While the number of possibilities may seem daunting, there are really only two outcomes: education choice for the thousands of families and children trapped in schools that don’t work for them … or not. Of course, there may be permutations of one or the other, perhaps charter schools capped at two and a very limited ESA program meant only for special needs or very low-income, but, by and large, there are two possible outcomes. I think it is safe to say that either choice has the possibility of changing the state’s trajectory for generations to come.
One trajectory, let’s call it the “status quo,” will continue to trap children in learning environments that don’t work for them, sacrifice bright futures on the mantle of political power, and force our state to continue on its downward educational path.

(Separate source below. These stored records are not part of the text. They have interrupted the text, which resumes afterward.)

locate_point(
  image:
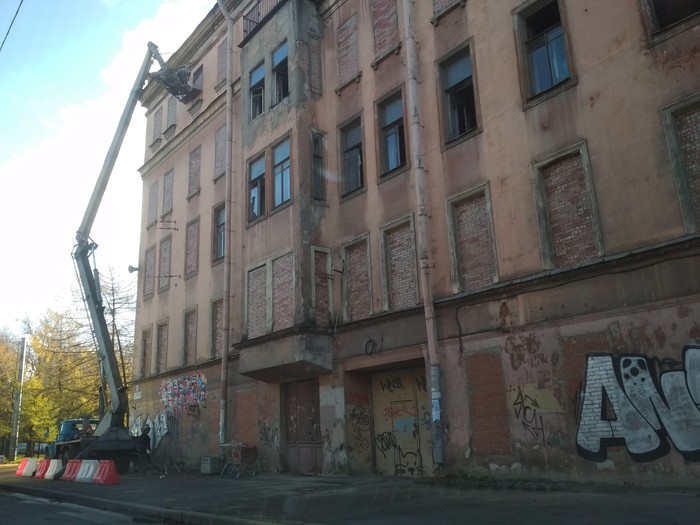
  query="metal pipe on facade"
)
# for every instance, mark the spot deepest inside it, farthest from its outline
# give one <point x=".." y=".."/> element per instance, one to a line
<point x="423" y="237"/>
<point x="223" y="405"/>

The other trajectory, let’s call it, “hope and change,” will be a seismic paradigm shift in West Virginia. Children, no longer constrained by mom and dad’s income level, will be given the opportunity to forge a future based on their own learning needs. Families can find the right educational fit, based on the values and curriculum they want passed down to the next generation. Powerful political interests will no longer be able to hold children hostage by shutting down schools across the state — children will be educated irrespective of what legislation is being debated in the halls of the Capitol building.
The status quo future looks a lot like West Virginia’s past. I am a native West Virginian, and I can trace our family’s roots here back hundreds — yes, hundreds — of years. While I love it here, I do not want West Virginia’s future to resemble its past. Our people deserve better. Our children deserve better. Our future can be better.
Regardless of the legislative outcome, though, the Cardinal Institute will continue to advocate for solutions that we feel will move West Virginia forward in a positive direction. We will educate West Virginians on what works and what doesn’t. We will continue to push back against extremist rhetoric, misinformation, and the entrenched interests that so richly benefit from the status quo. The Cardinal Institute will continue to fight for free markets, education choice, and a better, brighter future for all West Virginians. West Virginia depends on us.